According to Johnson, the doctors did not operate deeply on her tumor, to maintain her mobility, and successfully removed 60 percent of the tumor. Johnson was paralyzed on the left side for three days following the surgery, but with therapy, she regained all of her feeling and mobility.
To battle the remaining tumor, Johnson suprised her doctor by asking about the possiblity of proton therapy, which uses a beam of protons to target and help remove diseased tissues.
“We had heard about proton therapy before. We have a friend whose daughter had a tumor on her neck,” Johnson explained. “She received proton therapy and had clean MRI’s ever since.”
Johnson’s doctor at North Shore was familiar with proton therapy, and sent her to CDH Proton Center, a ProCure Center in Warrenville, IL. The proton center, one of nine in the country, opened its doors in October, 2010.
“After I asked my doctor about it, I was amazed how easily the process went,” Johnson said.
Dr. William Hartsell, medical director of the CDH Proton Center explains that in standard radiation therapy x-rays’ energy hits normal cells and cancer cells.
“The problem with standard radiation therapy is the x-rays just don’t stop at the area we’re treating, but keep going to other parts of the body,” he said. “Protons are charged particles, so they go a certain distance to the area we’re treating and give off most of their energy and no more is given off beyond that. It’s much more precise.”
Hartsell says that standard radiation therapy is still extremely effective and the most widely used, but proton therapy is useful for treating children, whose tissue is growing and vulnerable to radiation treatment, as well as patients with tumors in places near vital organs or crucial tissues such as on the brain, spine, nasal cavities, and lungs.
“Our physicist describes it as a bottle rocket,” Hartsell said. “It shoots off and gives off its bang right there at the spot. That means that the normal tissues which are right around the tumor don’t get affected.”
Hartsell says the side effects of proton therapy tend to be lower than with standard radiation therapy, but it depends on the part of the body being treated.
Fewer Hair Loss
Johnson uses her hair loss as an example of the difference between the two therapies.

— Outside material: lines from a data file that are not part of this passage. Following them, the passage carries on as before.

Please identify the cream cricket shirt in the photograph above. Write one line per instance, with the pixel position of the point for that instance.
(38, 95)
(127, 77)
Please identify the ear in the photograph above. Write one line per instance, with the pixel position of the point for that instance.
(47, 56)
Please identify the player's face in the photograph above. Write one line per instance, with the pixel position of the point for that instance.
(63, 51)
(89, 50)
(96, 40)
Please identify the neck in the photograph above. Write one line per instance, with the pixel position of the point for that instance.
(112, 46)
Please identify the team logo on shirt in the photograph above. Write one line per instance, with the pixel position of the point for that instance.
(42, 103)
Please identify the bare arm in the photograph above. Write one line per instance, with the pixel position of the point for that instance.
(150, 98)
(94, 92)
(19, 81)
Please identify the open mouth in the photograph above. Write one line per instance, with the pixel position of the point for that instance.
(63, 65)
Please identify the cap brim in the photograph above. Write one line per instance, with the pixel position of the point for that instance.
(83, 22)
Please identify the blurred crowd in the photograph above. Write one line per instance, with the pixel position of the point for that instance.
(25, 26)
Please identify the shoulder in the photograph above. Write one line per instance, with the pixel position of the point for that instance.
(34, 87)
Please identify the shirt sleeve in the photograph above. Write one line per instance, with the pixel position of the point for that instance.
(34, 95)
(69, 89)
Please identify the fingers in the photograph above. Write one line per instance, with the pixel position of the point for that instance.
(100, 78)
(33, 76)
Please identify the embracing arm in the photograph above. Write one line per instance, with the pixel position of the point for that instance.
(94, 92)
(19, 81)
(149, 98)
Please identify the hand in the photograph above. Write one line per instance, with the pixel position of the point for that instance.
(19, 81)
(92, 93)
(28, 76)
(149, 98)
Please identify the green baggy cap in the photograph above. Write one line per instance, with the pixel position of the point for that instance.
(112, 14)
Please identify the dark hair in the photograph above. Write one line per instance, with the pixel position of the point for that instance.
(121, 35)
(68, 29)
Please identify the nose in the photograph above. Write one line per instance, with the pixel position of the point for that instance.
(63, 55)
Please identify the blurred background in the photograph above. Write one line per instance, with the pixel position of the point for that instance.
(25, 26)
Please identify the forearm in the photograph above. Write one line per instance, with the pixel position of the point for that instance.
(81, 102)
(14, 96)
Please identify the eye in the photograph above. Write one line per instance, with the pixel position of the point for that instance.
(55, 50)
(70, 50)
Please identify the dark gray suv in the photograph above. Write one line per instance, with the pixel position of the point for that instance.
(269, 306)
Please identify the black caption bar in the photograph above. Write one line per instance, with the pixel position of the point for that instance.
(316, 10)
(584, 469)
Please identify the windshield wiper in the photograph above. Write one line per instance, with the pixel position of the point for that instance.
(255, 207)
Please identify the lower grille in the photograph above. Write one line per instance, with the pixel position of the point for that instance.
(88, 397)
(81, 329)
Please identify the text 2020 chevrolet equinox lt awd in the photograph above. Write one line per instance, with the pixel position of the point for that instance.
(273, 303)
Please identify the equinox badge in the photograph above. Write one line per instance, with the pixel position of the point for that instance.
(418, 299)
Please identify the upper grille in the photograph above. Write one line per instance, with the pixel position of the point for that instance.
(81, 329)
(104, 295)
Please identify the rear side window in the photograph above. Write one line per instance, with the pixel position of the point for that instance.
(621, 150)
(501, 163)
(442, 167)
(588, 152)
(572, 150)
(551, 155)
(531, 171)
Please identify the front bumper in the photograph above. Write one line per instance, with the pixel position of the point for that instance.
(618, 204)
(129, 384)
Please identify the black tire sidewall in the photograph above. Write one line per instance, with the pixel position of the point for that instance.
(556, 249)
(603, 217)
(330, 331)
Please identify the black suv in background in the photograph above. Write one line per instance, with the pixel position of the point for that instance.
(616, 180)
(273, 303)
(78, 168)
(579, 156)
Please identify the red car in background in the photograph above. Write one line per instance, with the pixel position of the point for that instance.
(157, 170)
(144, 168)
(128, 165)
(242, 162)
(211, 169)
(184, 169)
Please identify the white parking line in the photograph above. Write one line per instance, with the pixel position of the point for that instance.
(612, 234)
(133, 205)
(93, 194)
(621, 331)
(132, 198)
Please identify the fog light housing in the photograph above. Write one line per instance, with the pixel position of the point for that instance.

“Radiation kills growing cells, and hair is growing cells,” Johnson said. “And so you can see where the protons went in, but I still have all of my other hair.”
Johnson lost all of the hair within the three-inch diameter of where she received the proton therapy, but the rest of her hair was unaffected.
According to Hartsell, there were proton centers in the 1960’s at the University of California, Berkeley and Harvard University, but the first hospital center didn’t open until 1990 at Loma Linda University Medical Center in California.
“Up until ten years ago, that was the only hospital based facility the United States,” Hartsell said. “They started treating cancer patients with proton therapy at Massachusetts General Hospital about ten years ago. Since then, the other centers have opened in the past five years.”
Hartsell says that he and his team of doctors worked for seven years to receive the protons and open their facility. Many of the doctors at the proton center were involved in pediatric radiation oncology, and were interested in protons as a way to treat their young patients.
“That was the main reason,” Hartsell said. “But we’ve seen studies coming from around the world showing the benefits of protons compared to standard radiation, and I think that more proton centers will be built in the future.”
Getting Back on Track
Johnson, the 36th person to receive treatment from the proton center, now takes an oral drug form of chemo therapy to treat any remaining cancerous cells.
“I used to be so active,” Johnson said. “We’d walk uptown and go to Cook Park or fish on Lake Minear. I’m hoping I can build my energy level back up.”
She will continue taking the chemo therapy for the rest of the year and have frequent visits with her doctors, but she knows it’s a matter of waiting and seeing.
“I think it’s going to be a year by year thing,” Johnson said. “But I think I’ll be back in action.”